2 Corinthians 4:8
[We are] troubled on every side, yet not distressed; [we are] perplexed, but not in despair;
Note 4 at 2Co 4:8: This word "troubled" was translated from the Greek word "THLIBO," and THLIBO means "to crowd" (Strong's Concordance). That Greek word, in turn, is a derivative of "TRIBOS." TRIBOS means "a rut or worn track" and comes from a word meaning "rub" (Strong's Concordance). In modern-day speech, we would say, "We are under pressure, or rubbed the wrong way, every day."
Note 5 at 2Co 4:8: 2Co 4:8-10 is often quoted as some sort of "stamp of approval" for the belief that God wants us to suffer. After all, look how the Apostle Paul spoke of the problems he had. That is not the point Paul was making. In 2Co 4:7, he had just spoken of the fact that we have this treasure of Christ (see note 1 at 2Co 4:7) in physical bodies that are subject to problems (see note 2 at 2Co 4:7), so that all the praise would go to God. Here, he was illustrating that point.
He did mention troubles and afflictions that he endured, but everyone is troubled, perplexed, persecuted, and cast down at times. He was not crediting God as the source of these troubles, and he was not saying that the Lord was working some redemptive purpose through these troubles. He was simply listing things that are common to us all and yet showing how God's power makes us more than conquerors in every situation. This illustrates perfectly how the credit for this glorious power goes to God and not to us (see note 3 at 2Co 4:7).

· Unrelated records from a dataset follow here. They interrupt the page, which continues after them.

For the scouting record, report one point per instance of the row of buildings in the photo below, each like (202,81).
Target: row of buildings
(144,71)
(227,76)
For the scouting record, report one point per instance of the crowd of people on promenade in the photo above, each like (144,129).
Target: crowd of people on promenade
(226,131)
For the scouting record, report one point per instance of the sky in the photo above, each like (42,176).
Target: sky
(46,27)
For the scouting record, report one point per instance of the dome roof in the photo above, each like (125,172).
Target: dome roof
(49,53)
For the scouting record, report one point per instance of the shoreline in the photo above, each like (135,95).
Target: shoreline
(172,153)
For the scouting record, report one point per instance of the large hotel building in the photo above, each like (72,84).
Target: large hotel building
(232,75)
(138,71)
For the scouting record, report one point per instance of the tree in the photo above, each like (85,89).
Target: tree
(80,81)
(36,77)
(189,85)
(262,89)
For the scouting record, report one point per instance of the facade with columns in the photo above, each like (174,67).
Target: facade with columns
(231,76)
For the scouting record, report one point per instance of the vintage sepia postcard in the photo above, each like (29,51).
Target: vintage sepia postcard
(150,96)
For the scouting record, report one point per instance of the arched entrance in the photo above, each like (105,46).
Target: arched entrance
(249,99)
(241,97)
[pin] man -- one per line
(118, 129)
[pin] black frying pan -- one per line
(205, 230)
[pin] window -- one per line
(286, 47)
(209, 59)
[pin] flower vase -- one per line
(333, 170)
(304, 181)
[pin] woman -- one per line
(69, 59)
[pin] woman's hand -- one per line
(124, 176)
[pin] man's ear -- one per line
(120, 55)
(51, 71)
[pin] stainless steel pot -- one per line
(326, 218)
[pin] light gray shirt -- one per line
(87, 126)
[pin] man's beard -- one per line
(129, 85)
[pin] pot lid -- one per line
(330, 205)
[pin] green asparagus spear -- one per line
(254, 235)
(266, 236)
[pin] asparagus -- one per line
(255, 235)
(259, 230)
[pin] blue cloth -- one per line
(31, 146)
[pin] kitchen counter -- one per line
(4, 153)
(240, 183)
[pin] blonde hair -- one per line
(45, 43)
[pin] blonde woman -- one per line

Note 6 at 2Co 4:8: Some people have taken the truth that we have complete victory in Christ to an extreme, and they will not even admit they have any problems. That's not Paul's example here. He said there were times he had trouble, but it didn't distress him. He was perplexed, but he didn't despair. He was persecuted but never forsaken, and he was cast down but never destroyed.
Admitting the frailty of our earthen vessels (bodies, see note 2 at 2Co 4:7) is not wrong if we go on to let the treasure we have on the inside (see note 1 at 2Co 4:7) supersede our physical limitations (see note 10 at Joh 11:14).
Note 7 at 2Co 4:8: The American Heritage Dictionary defines "distress" as "anxiety or mental suffering; severe strain resulting from exhaustion." Paul was saying that he was constantly under pressure, but those pressures didn't get on the inside of him. We cannot clear every problem out of our paths, but we can keep the problems on the outside.
Note 8 at 2Co 4:8: It was the Greek word "APOREO" that was translated "perplexed" in this verse. This word means "to have no way out, i.e. be at a loss (mentally)" (Strong's Concordance). Paul came into situations where it looked like there was no way out and he didn't know what to do (see note 10 at 2Co 1:8), but he knew he was never without help or means. His physical man didn't have the answers, but he wasn't just physical. He had Christ living in him, and he drew on the Lord's ability. That's what kept him out of despair. It wasn't because he had no problems. It's because he had a treasure on the inside of him, and he drew from that treasure by faith.
Likewise with us today, it is not our problems, or lack thereof, that should determine our emotions. We can utilize the treasure on the inside of us to overcome in every situation (Ro 8:37 and 1Co 15:57).